It seems as a kid in the New York area in the 50s, I watched as much of independent channel 5, 9, 11, and 13, as the network channels.
Yeah, me too. My mother had the kitchen radio permanently tuned to WOR with Rambling with John Gambling. They would have school closing annnouncments on that station. Heavy dew? Half the schools in New Jersey would be closed. Major blizzard? Nope, on Long Island you've got to go to school!
Hey! Watch that "Heavy dew? Half the schools in NJ would be closed" stuff!
We was tough in the Jersey 'burbs! Walked ten miles to school in the snow, uphill in both directions, in MAY!
Seriously, the Paramus NJ school system (Which Lady Firestorm and I attended) was served by an independant school bus company at the time. (1960's) Their criterion was if a school bus could get up the Century Road hill in the snow, schools opened.

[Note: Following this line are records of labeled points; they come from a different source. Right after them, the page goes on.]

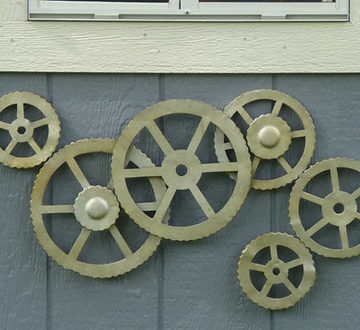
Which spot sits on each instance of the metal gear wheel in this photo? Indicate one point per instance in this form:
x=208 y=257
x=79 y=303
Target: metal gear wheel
x=269 y=136
x=276 y=271
x=339 y=208
x=96 y=208
x=185 y=158
x=21 y=129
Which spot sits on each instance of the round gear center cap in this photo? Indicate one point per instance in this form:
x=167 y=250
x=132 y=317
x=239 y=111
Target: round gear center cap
x=97 y=207
x=269 y=136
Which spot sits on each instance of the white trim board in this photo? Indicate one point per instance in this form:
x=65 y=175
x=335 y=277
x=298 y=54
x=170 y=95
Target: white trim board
x=186 y=47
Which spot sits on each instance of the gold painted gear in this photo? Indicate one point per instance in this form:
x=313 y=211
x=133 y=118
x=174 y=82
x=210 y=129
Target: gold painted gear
x=93 y=204
x=21 y=129
x=328 y=208
x=276 y=270
x=269 y=136
x=174 y=158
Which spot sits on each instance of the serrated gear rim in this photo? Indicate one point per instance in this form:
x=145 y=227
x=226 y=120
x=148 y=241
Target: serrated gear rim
x=309 y=274
x=54 y=130
x=209 y=226
x=305 y=118
x=294 y=201
x=92 y=270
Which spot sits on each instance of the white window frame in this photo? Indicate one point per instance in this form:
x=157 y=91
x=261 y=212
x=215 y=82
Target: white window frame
x=187 y=10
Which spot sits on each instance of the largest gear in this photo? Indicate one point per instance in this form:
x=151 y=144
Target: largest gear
x=96 y=209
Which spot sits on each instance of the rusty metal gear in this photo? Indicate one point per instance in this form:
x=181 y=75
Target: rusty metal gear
x=187 y=158
x=96 y=208
x=269 y=136
x=276 y=271
x=21 y=129
x=341 y=218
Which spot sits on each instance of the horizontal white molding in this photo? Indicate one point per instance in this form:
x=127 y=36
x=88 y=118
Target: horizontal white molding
x=178 y=47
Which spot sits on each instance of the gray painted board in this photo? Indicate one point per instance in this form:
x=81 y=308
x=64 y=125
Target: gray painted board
x=23 y=265
x=190 y=285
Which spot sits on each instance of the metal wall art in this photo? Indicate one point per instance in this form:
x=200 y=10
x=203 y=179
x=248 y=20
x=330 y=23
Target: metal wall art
x=21 y=129
x=269 y=136
x=338 y=208
x=276 y=271
x=187 y=159
x=96 y=208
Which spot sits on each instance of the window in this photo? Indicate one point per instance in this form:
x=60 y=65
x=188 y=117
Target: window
x=190 y=10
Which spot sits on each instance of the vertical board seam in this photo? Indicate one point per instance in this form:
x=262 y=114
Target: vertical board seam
x=49 y=95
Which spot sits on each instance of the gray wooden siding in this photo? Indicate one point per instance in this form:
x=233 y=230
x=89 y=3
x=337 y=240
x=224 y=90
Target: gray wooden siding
x=191 y=285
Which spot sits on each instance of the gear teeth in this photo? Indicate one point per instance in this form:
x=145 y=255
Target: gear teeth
x=293 y=208
x=53 y=134
x=310 y=273
x=110 y=270
x=122 y=144
x=305 y=117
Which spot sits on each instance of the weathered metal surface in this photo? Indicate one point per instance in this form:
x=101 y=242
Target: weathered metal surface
x=276 y=270
x=269 y=136
x=339 y=209
x=21 y=130
x=187 y=160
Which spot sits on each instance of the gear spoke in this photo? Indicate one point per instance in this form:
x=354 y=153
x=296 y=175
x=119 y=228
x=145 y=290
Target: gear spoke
x=79 y=243
x=285 y=165
x=202 y=201
x=199 y=134
x=344 y=237
x=4 y=125
x=294 y=263
x=312 y=198
x=266 y=288
x=257 y=267
x=148 y=206
x=164 y=205
x=334 y=178
x=220 y=167
x=244 y=115
x=10 y=146
x=276 y=109
x=34 y=146
x=298 y=134
x=159 y=137
x=57 y=208
x=316 y=227
x=289 y=285
x=20 y=110
x=40 y=122
x=78 y=173
x=124 y=247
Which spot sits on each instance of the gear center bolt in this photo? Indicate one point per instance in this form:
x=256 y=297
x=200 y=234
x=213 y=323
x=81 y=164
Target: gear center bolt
x=269 y=136
x=97 y=207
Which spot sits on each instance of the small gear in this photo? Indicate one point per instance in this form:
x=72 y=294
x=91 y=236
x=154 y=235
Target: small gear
x=186 y=159
x=21 y=129
x=276 y=271
x=339 y=208
x=96 y=208
x=269 y=136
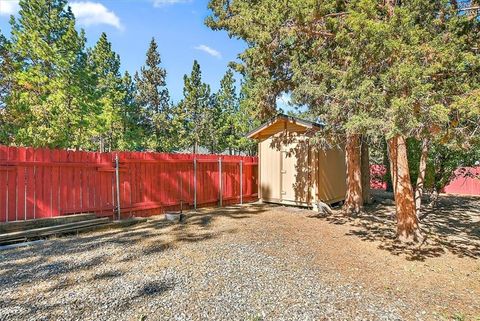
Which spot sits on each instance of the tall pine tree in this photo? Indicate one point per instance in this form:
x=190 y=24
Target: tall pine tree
x=45 y=106
x=109 y=96
x=132 y=117
x=152 y=95
x=191 y=112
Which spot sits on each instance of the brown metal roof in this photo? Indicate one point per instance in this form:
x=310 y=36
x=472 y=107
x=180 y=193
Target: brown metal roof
x=282 y=122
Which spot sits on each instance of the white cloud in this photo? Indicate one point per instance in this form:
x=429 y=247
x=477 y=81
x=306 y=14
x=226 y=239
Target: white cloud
x=93 y=13
x=212 y=52
x=162 y=3
x=8 y=7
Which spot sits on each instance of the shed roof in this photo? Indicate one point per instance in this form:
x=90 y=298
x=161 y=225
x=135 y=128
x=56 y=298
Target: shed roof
x=282 y=122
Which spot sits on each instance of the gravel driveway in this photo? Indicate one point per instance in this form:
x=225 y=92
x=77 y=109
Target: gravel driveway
x=249 y=263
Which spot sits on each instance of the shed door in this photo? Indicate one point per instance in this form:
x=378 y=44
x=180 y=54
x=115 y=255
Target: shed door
x=288 y=173
x=295 y=169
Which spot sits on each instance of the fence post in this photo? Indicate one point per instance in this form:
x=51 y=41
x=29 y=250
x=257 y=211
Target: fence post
x=117 y=179
x=220 y=187
x=195 y=183
x=241 y=182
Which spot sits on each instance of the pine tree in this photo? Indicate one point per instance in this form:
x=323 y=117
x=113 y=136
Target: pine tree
x=6 y=72
x=228 y=102
x=44 y=107
x=152 y=95
x=191 y=110
x=132 y=117
x=110 y=97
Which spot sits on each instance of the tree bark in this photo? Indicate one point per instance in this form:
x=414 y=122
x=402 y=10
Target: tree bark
x=407 y=223
x=386 y=163
x=422 y=168
x=365 y=170
x=353 y=199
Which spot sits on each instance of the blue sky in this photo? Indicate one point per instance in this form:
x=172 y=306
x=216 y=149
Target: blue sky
x=177 y=25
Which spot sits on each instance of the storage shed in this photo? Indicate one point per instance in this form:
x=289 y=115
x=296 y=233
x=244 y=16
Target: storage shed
x=291 y=171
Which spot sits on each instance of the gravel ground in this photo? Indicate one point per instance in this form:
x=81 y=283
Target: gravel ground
x=249 y=263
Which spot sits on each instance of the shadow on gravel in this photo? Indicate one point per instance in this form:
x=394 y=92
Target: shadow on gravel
x=453 y=226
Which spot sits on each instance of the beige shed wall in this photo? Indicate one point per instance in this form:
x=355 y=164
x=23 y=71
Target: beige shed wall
x=291 y=173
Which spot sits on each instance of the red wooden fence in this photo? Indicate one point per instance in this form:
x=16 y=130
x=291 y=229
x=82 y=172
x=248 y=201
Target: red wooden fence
x=465 y=181
x=38 y=183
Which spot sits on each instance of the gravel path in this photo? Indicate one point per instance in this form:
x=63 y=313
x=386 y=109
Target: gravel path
x=228 y=265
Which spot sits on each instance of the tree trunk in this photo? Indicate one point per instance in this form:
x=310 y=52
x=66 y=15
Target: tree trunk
x=365 y=163
x=353 y=199
x=407 y=222
x=422 y=168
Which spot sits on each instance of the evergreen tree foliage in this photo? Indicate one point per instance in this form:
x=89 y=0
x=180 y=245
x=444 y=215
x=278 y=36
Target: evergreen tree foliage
x=153 y=97
x=44 y=107
x=367 y=67
x=133 y=117
x=109 y=96
x=191 y=112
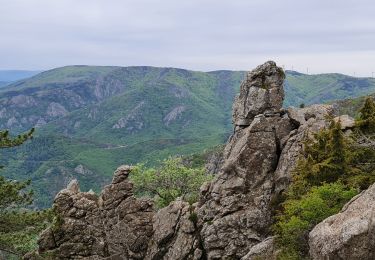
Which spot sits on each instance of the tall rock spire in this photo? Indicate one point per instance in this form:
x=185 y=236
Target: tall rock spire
x=261 y=92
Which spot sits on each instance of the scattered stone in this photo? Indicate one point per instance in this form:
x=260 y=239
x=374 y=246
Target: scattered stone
x=348 y=235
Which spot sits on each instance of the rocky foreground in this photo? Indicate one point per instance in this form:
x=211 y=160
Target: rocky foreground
x=233 y=216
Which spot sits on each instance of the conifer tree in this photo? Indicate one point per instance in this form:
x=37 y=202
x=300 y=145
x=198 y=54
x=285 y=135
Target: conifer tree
x=18 y=226
x=366 y=120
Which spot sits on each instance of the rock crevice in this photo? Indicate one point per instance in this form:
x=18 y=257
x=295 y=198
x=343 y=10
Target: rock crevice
x=233 y=216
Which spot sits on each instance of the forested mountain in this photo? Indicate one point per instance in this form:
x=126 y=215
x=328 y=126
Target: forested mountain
x=91 y=119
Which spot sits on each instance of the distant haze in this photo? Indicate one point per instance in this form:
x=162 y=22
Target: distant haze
x=308 y=36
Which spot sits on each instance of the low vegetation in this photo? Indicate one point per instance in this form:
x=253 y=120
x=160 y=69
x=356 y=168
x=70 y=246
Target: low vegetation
x=169 y=181
x=19 y=226
x=333 y=168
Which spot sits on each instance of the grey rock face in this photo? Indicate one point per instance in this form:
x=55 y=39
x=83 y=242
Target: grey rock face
x=175 y=233
x=234 y=209
x=96 y=227
x=349 y=234
x=264 y=250
x=309 y=120
x=233 y=216
x=260 y=92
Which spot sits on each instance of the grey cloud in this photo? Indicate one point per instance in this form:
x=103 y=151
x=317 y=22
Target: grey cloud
x=196 y=34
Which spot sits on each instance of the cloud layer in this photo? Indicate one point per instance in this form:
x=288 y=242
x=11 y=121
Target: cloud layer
x=324 y=36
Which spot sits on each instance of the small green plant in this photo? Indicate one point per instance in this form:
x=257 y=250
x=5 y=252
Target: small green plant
x=168 y=182
x=301 y=215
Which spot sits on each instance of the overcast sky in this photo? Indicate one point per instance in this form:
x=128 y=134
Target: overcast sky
x=321 y=35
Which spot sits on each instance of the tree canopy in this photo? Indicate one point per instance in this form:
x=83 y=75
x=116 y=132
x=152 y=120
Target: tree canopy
x=171 y=180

If it couldn't, no school.
Very rarely were schools closed for snow. Now, down here in the Richmond VA area where we live now they close the schools for a heavy frost!

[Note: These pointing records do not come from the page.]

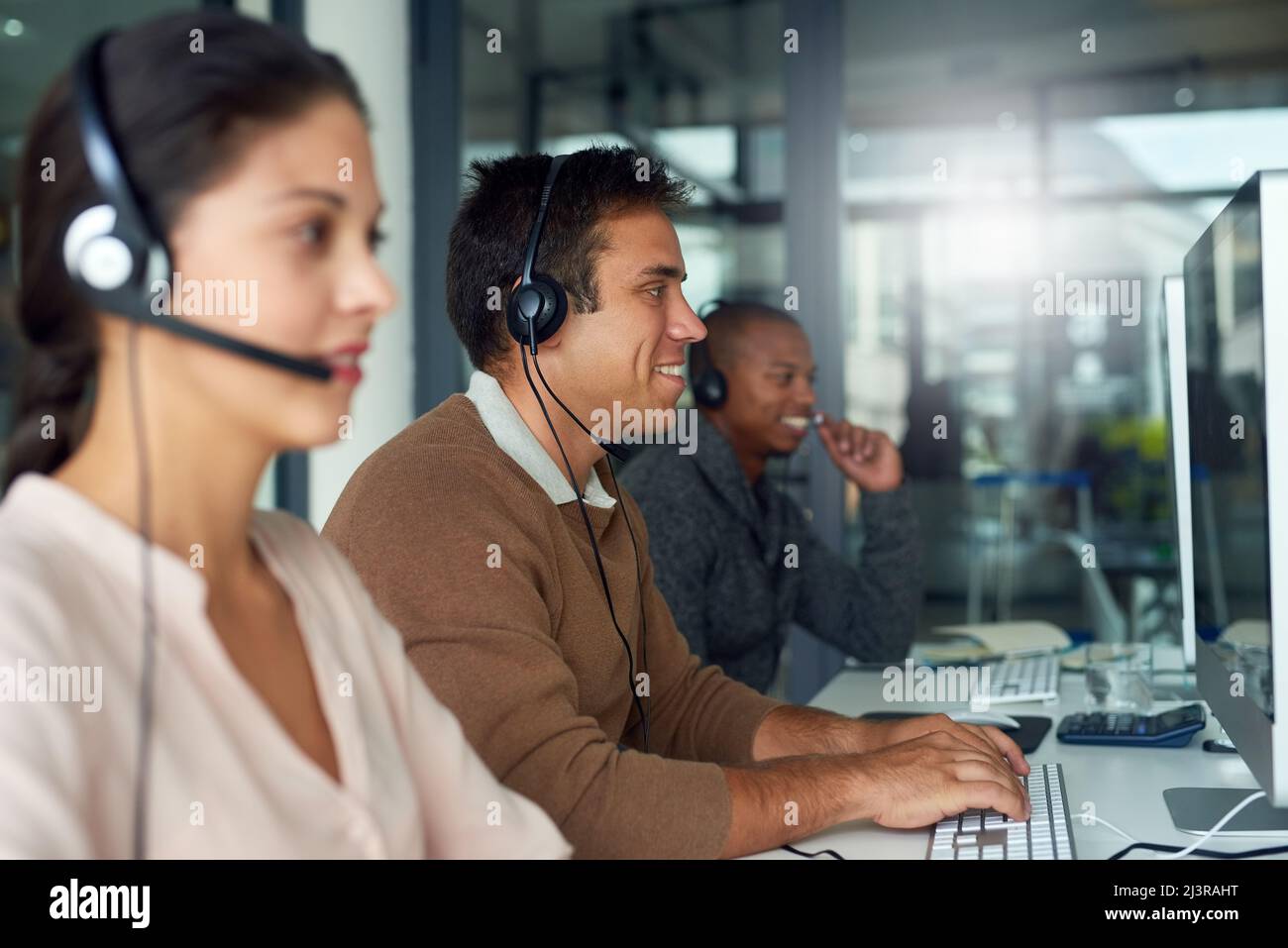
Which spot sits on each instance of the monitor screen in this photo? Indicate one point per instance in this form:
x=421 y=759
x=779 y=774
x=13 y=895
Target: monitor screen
x=1228 y=447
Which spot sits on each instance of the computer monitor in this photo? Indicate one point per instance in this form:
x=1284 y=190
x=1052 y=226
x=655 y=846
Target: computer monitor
x=1236 y=344
x=1172 y=320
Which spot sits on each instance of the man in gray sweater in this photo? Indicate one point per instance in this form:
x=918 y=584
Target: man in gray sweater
x=734 y=557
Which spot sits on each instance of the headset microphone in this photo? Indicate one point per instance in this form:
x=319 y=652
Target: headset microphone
x=114 y=252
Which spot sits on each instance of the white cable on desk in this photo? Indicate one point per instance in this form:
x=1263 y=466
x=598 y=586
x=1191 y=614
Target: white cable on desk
x=1098 y=819
x=1212 y=832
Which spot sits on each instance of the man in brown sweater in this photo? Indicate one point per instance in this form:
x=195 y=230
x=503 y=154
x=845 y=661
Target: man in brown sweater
x=468 y=533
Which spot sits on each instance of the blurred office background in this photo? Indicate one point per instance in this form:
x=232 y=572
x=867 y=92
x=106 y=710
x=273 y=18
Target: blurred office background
x=911 y=171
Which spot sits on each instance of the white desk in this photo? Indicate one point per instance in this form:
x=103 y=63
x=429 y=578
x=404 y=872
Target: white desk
x=1124 y=784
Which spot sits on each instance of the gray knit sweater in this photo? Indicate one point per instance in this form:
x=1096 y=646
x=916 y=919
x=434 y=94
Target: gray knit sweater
x=719 y=553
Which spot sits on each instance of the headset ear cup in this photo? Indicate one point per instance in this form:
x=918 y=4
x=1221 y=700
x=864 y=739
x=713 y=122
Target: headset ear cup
x=93 y=254
x=546 y=300
x=557 y=307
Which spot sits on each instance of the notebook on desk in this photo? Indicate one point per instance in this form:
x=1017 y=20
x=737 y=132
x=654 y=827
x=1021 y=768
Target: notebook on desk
x=982 y=640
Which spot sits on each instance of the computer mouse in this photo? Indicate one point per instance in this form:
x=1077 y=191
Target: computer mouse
x=983 y=717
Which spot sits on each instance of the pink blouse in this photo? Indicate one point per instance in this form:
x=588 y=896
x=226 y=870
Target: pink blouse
x=226 y=780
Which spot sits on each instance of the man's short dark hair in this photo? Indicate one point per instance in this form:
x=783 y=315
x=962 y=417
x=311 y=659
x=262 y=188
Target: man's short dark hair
x=490 y=232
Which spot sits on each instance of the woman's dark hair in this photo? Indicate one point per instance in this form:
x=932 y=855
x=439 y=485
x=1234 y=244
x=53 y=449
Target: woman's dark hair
x=181 y=119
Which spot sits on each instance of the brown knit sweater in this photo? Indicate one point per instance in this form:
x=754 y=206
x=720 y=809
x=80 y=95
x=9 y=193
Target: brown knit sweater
x=524 y=652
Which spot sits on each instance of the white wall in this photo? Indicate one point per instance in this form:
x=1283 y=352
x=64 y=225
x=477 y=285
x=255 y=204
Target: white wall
x=373 y=40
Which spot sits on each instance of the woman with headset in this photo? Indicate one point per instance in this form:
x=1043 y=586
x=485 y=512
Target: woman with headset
x=181 y=675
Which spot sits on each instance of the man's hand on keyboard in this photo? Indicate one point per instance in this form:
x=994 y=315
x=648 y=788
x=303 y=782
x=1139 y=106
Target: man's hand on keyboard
x=884 y=733
x=938 y=775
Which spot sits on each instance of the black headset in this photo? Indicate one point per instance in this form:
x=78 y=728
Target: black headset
x=709 y=388
x=114 y=252
x=537 y=309
x=539 y=304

Oh, and I remember "Rambling With Gambling" very well indeed! Very enjoyable radio show, and I really enjoyed it when John Gambling's father, John B, who originated the show in 1925 used to fill in for his son. John B. had a very charming British accent and was a World War One veteran.
Talk about triggering a memory, on one show where John B. filled in for his son he played a song called "A Scottish Soldier" that I never forgot and I didn't hear again for nearly forty years. Heard it at a Scottish festival here in Richmond, stopped me dead in my tracks when I heard it, and found it on You Tube not too long ago. Here it is, and any veterans out there will appreciate it, if you've ever worn a uniform you'll "get it." Very moving.

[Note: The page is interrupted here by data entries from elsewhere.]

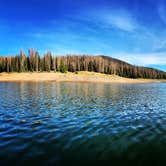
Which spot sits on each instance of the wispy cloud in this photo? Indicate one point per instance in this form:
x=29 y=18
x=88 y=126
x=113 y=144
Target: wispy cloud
x=111 y=18
x=162 y=12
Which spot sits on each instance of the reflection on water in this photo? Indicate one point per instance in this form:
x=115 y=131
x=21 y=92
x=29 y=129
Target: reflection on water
x=82 y=123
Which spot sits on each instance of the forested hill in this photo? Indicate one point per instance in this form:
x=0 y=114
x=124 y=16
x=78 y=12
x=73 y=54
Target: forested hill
x=103 y=64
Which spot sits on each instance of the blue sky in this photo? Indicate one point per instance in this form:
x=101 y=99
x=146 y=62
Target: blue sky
x=131 y=30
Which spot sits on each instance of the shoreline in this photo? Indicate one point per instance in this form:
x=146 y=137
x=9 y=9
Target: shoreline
x=82 y=76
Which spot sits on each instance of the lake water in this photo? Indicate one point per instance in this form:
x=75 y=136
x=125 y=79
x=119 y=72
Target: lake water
x=82 y=124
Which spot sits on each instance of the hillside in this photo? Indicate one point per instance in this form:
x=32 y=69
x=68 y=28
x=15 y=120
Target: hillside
x=74 y=63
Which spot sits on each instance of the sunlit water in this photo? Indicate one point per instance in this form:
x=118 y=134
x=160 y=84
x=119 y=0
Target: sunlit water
x=82 y=124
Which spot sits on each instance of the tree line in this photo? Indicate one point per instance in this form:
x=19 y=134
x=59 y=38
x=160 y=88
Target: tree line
x=73 y=63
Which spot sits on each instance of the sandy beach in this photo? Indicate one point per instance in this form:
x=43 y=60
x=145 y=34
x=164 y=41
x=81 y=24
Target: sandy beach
x=70 y=77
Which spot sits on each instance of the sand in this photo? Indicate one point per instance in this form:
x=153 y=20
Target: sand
x=70 y=77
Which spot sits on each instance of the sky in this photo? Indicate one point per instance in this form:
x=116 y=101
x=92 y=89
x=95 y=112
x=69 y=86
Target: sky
x=130 y=30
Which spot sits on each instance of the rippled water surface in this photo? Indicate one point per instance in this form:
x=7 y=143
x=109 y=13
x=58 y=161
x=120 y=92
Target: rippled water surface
x=82 y=124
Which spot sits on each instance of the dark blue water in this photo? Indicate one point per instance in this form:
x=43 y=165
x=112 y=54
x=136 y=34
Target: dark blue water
x=82 y=124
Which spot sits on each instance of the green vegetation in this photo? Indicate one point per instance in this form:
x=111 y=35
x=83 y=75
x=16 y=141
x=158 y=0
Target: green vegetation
x=74 y=63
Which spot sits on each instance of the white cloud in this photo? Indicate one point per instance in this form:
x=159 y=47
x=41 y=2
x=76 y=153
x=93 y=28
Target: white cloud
x=120 y=18
x=162 y=13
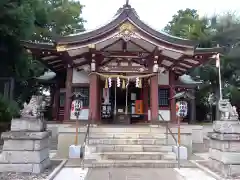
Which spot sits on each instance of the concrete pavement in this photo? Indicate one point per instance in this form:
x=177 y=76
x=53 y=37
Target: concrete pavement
x=132 y=174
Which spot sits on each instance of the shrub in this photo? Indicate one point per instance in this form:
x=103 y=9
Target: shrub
x=8 y=109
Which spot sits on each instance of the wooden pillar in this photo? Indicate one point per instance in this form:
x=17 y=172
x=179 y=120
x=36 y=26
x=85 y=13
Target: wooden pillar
x=193 y=108
x=172 y=100
x=56 y=103
x=94 y=96
x=154 y=99
x=145 y=99
x=68 y=87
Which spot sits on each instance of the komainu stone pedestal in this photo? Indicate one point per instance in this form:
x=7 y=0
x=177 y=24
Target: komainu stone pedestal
x=224 y=149
x=26 y=147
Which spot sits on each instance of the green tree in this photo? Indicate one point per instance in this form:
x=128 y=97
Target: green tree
x=222 y=30
x=36 y=20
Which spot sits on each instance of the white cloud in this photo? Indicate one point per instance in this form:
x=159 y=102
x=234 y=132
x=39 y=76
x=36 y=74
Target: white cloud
x=154 y=12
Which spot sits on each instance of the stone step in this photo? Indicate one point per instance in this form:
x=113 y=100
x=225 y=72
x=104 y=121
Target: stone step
x=130 y=148
x=127 y=135
x=128 y=163
x=136 y=155
x=128 y=141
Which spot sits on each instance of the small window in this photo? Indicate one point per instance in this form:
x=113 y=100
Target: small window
x=85 y=92
x=62 y=99
x=163 y=97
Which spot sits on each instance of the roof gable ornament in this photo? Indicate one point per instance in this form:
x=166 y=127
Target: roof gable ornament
x=127 y=32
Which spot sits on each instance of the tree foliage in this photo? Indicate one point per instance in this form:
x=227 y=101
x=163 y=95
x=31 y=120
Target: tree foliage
x=223 y=30
x=35 y=20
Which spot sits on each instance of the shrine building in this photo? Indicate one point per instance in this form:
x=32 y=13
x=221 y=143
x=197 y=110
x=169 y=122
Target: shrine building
x=127 y=71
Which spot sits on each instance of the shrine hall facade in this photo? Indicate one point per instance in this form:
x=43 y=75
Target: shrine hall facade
x=125 y=70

https://www.youtube.com/watch?v=1OSOKUmyTUY
Really drifting away from trolleys at this point!
OK, getting us back to trolleys...
Found a really neat video of Public Service trolleys in Union City NJ in 1949. Priceless, both for the trolleys AND the automobiles! And remember, these trolleys were probably the last of the last, aside from the Newark subway trolleys which survive today, although they certainly don't look like these cars.
https://www.youtube.com/watch?v=5COMjqDULX4
Pretty good, huh? Want some more? OK, I'm eager to please! Here's some more Public Service action, from Union City NJ to Weehawken, to Newark, to Caldwell, and points all 'round. In addition to the trolleys look for the "All Service Vehicles" and the PCC's, plus some Public Service buses. Thank goodness for those who had the foresight to capture these scenes on film!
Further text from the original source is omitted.